NVIDIA Blackwell Debuts at MLPerf & Shatters AI Performance Records, Hopper’s Leadership Continues With H100 & H200 Outperforming AMD MI300X
NVIDIA Blackwell Debuts at MLPerf & Shatters AI Performance Records, Hopper’s Leadership Continues With H100 & H200 Outperforming AMD MI300X

NVIDIA's Blackwell AI chips secure record performance at MLPerf while Hopper H100 & H200 chips continue to get even stronger, exceeding the MI300X.
NVIDIA's Blackwell AI chips have finally made their record debut in MLPerf v4.1, securing record performance numbers across all benchmarks. Coming to data centers later this year, the NVIDIA Blackwell AI chips are poised as the strongest AI solution on the market, with up to 4x increase in generational performance.
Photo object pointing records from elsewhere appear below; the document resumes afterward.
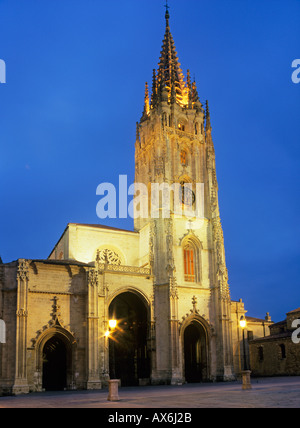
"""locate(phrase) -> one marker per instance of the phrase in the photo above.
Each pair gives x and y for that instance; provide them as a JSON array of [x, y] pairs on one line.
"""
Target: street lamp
[[246, 372], [243, 325], [113, 384]]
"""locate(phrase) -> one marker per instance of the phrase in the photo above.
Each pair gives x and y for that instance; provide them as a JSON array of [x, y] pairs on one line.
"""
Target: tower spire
[[169, 62], [167, 12]]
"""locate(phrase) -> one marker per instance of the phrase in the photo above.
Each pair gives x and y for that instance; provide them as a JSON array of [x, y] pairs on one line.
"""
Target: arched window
[[189, 264], [282, 351], [183, 157], [192, 261], [260, 353], [2, 332]]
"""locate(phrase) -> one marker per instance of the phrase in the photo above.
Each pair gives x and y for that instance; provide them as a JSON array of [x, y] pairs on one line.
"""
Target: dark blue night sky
[[76, 71]]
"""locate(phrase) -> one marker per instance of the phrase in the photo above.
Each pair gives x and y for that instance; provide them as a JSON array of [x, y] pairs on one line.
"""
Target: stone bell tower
[[186, 253]]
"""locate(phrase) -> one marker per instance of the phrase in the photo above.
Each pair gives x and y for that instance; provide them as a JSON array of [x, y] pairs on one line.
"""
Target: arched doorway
[[195, 353], [54, 365], [128, 354]]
Today, NVIDIA announced that it has achieved the highest performance in MLPerf Inference v4.1 across all AI benchmarks which include:
In Llama 2 70B, NVIDIA's Blackwell AI solutions offer a massive increase over the Hopper H100 chips. In server workloads, a single Blackwell GPU offers a 4x increase (10,756 Tokens/second) while in Offline scenarios, the single Blackwell GPU offers a 3.7x increase in performance with 11,264 Tokens/second. NVIDIA also offered the first publicly measured performance using FP4 running on Blackwell GPUs.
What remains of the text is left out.